La technologie repousse sans cesse les limites, s'immisçant parfois dans les sphères les plus intimes de nos vies : nos relations familiales. Des services émergent, proposant de déléguer à une intelligence artificielle les appels téléphoniques réguliers destinés à nos aînés. Une innovation qui fascine autant qu'elle interroge : l'IA va-t-elle déjà trop loin ?
Comment ça marche, une ia au téléphone ?
Le principe repose sur les progrès fulgurants de l'IA conversationnelle. Concrètement, cette intelligence artificielle conversationnelle utilise :
- La synthèse vocale pour parler avec une voix qui peut se vouloir naturelle, voire imiter celle du proche (bien que ce niveau de personnalisation ne soit pas toujours précisé).
- Le traitement du langage naturel (NLP) pour comprendre les réponses de l'interlocuteur et générer des répliques cohérentes, poser des questions sur sa journée, sa santé, etc.
L'objectif est de simuler un échange téléphonique humain et de maintenir une conversation sur la durée.
C'est sur tout cela que mise l'application inTouch avec un service facturé 29,90€ par mois pour prendre des nouvelles de vos aïeuls à votre place...
L'idée est simple : vous partagez quelques informations en créant le profil de la personne à appeler, son prénom ainsi que celui des membres proches, quelques centres d'intérêt... Puis l'IA se charge d'appeler tous les jours ce dernier en lançant divers sujets et en se montrant "à l'écoute" du parent.
Un remède à la solitude... ou à la "flemme" ?
Derrière cette technologie, les motivations peuvent être doubles. D'un côté, elle est parfois présentée comme un outil potentiel pour lutter contre l'isolement des personnes âgées. Des appels réguliers, même simulés, pourraient offrir une forme de présence, un rituel rassurant, et permettre de détecter d'éventuels problèmes de santé ou de moral qui seraient ensuite rapportés à la famille.
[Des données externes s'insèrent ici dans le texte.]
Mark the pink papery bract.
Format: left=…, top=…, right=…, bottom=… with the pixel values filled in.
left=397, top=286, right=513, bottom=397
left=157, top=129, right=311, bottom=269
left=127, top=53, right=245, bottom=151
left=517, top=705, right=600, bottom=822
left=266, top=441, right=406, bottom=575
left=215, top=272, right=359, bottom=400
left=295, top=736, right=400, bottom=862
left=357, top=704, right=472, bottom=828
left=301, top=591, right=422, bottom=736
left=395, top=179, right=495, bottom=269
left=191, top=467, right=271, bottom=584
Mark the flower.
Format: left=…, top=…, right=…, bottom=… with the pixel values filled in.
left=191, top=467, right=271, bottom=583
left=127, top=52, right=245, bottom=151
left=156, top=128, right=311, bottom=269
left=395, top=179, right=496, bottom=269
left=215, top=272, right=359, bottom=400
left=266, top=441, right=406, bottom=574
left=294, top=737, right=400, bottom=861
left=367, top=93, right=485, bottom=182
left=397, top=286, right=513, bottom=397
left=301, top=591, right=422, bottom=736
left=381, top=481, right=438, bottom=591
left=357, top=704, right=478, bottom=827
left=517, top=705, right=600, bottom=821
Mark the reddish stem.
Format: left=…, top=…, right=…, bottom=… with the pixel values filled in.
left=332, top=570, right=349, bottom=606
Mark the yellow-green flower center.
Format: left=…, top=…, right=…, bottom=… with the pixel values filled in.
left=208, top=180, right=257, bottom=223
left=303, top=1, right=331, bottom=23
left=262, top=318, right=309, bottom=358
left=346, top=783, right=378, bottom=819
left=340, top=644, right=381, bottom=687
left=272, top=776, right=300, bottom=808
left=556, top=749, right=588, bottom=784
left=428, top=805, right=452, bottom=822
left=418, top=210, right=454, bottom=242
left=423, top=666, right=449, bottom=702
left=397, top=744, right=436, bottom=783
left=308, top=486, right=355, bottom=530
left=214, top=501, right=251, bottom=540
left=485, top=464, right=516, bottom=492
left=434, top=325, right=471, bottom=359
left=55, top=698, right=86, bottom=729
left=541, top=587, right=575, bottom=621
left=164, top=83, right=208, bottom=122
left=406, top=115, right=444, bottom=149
L'IA deviendrait une sorte d'auxiliaire pour maintenir le lien social.
Mais on peut également y voir des motivations moins avouables : la simple "flemme" ou le manque de temps des jeunes générations pour assurer ces appels parfois longs ou répétitifs. L'IA deviendrait alors un moyen de se décharger d'une obligation morale ou affective perçue comme une contrainte.
À la fin de chaque appel, l'abonné reçoit un SMS avec un résumé de la conversation regroupant les éléments clés. L'utilisateur peut voir la durée de l'appel, reçoit des alertes en cas de problème ou de sujet "grave" abordé, avec une forme de bilan sur l'état émotionnel de l'interlocuteur lors de la conversation.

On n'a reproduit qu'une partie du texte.